In the given figure, $ABCD$ is a parallelogram. The quadrilateral $PQRS$ is exactly

(a) a square
(b) a parallelogram
(c) a rectangle
(d) a rhombus

Answer 1

Hint: We will use the fact that $ABCD$ is a parallelogram and quadrilateral $PQRS$ is formed due to the intersections of the angle bisectors of the angles of parallelogram $ABCD$. We will use the congruence of opposite angles and the properties of adjacent angles of a parallelogram. We will look at $\mathrm{\Delta }DRC$, $\mathrm{\Delta }APQ$, $\mathrm{\Delta }BQZ$ and $\mathrm{\Delta }ASD$ and the sum of the angles of these triangles.

Complete step-by-step answer:
We know that the adjacent angles of a parallelogram are supplementary. Therefore, we have
$\begin{array}{rl}& 2x+2y=180{}^{\circ }\\ & 2y+2z=180{}^{\circ }\\ & 2z+2w=180{}^{\circ }\\ & 2w+2x=180{}^{\circ }\end{array}$
Dividing by 2 on both sides of all four equations, we get the following set of equations,
$\begin{array}{rl}& x+y=90{}^{\circ }\\ & y+z=90{}^{\circ }\\ & z+w=90{}^{\circ }\\ & w+x=90{}^{\circ }\end{array}$
Now, consider $\mathrm{\Delta }APB$. The sum of the angles of a triangle is $180{}^{\circ }$. Therefore, we have
$x+y+\mathrm{\angle }APB=180{}^{\circ }$.
We have already noted that $x+y=90{}^{\circ }$. This implies that $\mathrm{\angle }APB=90{}^{\circ }$.
Similarly, in $\mathrm{\Delta }DRC$, $w+z+\mathrm{\angle }DRC=180{}^{\circ }$. Substituting $w+z=90{}^{\circ }$, we get $\mathrm{\angle }DRC=90{}^{\circ }$

Now, we know that opposite angles are congruent.

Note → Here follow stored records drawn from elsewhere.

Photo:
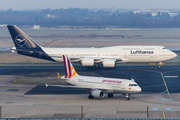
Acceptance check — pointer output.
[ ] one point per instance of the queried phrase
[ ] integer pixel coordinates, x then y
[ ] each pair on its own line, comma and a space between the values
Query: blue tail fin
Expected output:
25, 45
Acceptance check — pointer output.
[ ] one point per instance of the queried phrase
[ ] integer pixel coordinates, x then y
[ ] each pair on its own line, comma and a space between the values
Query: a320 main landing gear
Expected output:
160, 64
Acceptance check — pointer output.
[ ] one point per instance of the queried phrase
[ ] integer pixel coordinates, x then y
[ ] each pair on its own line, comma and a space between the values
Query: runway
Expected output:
160, 91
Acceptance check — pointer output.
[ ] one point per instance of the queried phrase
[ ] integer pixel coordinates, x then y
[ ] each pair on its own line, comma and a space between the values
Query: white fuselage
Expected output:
110, 85
120, 54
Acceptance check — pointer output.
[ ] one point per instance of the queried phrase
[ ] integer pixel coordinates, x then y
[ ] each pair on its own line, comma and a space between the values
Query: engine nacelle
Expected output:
87, 62
13, 49
98, 93
108, 63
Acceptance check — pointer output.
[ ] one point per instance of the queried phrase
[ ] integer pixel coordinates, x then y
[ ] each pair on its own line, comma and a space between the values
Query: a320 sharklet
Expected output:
97, 86
105, 56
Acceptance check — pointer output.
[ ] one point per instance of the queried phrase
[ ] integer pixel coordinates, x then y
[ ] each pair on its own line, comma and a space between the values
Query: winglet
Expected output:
69, 69
46, 84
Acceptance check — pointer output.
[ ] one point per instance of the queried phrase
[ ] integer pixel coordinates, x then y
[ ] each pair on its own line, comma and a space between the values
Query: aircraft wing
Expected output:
82, 87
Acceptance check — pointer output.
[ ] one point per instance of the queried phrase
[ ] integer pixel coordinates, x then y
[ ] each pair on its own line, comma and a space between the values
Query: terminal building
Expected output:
154, 13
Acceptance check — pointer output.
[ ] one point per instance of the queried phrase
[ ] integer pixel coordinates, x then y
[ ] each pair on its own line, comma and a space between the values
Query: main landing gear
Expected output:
160, 64
90, 96
110, 95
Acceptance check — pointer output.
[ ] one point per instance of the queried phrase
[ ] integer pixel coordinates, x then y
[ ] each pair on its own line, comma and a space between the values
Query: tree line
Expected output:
86, 17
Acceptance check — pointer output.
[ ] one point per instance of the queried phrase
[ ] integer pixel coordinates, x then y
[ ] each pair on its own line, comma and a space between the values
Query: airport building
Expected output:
154, 13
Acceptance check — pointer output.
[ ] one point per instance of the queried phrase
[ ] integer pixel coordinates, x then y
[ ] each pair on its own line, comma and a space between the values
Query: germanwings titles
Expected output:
90, 57
97, 86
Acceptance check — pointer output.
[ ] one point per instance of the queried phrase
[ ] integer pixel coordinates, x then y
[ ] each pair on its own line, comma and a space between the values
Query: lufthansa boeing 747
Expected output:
97, 86
105, 56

Hence, $\mathrm{\angle }ASD=\mathrm{\angle }PSR$ and $\mathrm{\angle }BQC=\mathrm{\angle }PQR$.

Let us consider $\mathrm{\Delta }ASD$. Taking the sum of all the angles of this triangle, we get $x+w+\mathrm{\angle }ASD=180{}^{\circ }$. Again, we already know that $x+w=90{}^{\circ }$. Hence, we have $\mathrm{\angle }ASD=90{}^{\circ }$ and therefore, $\mathrm{\angle }PSR=90{}^{\circ }$.

Now, considering $\mathrm{\Delta }BQC$ and adding all the angles of this triangle, we get $y+z+\mathrm{\angle }BQC=90{}^{\circ }$.

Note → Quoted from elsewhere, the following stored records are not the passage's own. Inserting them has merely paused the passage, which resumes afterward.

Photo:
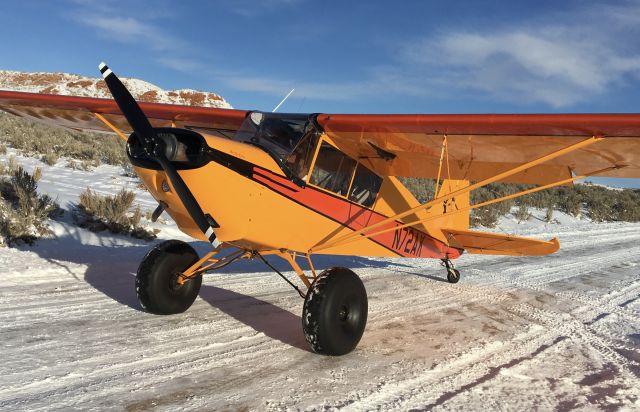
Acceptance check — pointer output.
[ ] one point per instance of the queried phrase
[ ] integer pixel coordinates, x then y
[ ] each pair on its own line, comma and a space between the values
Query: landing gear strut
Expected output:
453, 275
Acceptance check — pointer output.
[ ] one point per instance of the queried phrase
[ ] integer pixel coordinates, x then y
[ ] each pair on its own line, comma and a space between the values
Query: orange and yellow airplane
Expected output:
295, 185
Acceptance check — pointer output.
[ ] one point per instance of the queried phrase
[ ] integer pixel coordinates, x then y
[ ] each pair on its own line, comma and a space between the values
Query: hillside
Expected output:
75, 85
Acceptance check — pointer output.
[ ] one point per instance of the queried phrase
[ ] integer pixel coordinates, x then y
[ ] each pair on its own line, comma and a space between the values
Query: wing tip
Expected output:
104, 69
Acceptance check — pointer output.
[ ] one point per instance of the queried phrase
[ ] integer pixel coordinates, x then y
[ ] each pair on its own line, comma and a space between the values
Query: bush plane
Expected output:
297, 185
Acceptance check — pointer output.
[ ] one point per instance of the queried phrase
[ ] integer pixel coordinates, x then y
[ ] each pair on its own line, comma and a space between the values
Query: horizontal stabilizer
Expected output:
498, 244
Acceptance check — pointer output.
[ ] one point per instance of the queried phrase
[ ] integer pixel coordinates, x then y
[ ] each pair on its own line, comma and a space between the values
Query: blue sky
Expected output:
347, 56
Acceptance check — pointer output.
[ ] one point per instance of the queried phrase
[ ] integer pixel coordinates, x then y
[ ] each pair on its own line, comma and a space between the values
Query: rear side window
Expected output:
333, 170
365, 187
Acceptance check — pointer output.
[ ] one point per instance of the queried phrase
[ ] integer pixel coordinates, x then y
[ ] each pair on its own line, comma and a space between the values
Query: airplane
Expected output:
296, 185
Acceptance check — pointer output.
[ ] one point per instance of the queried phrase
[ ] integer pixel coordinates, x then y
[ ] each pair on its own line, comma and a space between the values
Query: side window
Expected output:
365, 187
333, 170
300, 159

As $y+z=90{}^{\circ }$ , we get $\mathrm{\angle }BQC=90{}^{\circ }$. And because $\mathrm{\angle }BQC$ is the opposite angle of $\mathrm{\angle }PQR$, we have $\mathrm{\angle }PQR=90{}^{\circ }$.

Now, in quadrilateral $PQRS$, all four angles are $90{}^{\circ }$. Hence, it is a rectangle.

So, the correct answer is “Option C”.

Note: From the given information in the question, we are able to conclude that all the angles of the quadrilateral $PQRS$ are right angles. But we have no information to comment on the sides of this quadrilateral. Since, we cannot claim that all sides of this quadrilateral $PQRS$ are equal, we cannot say that it is a square.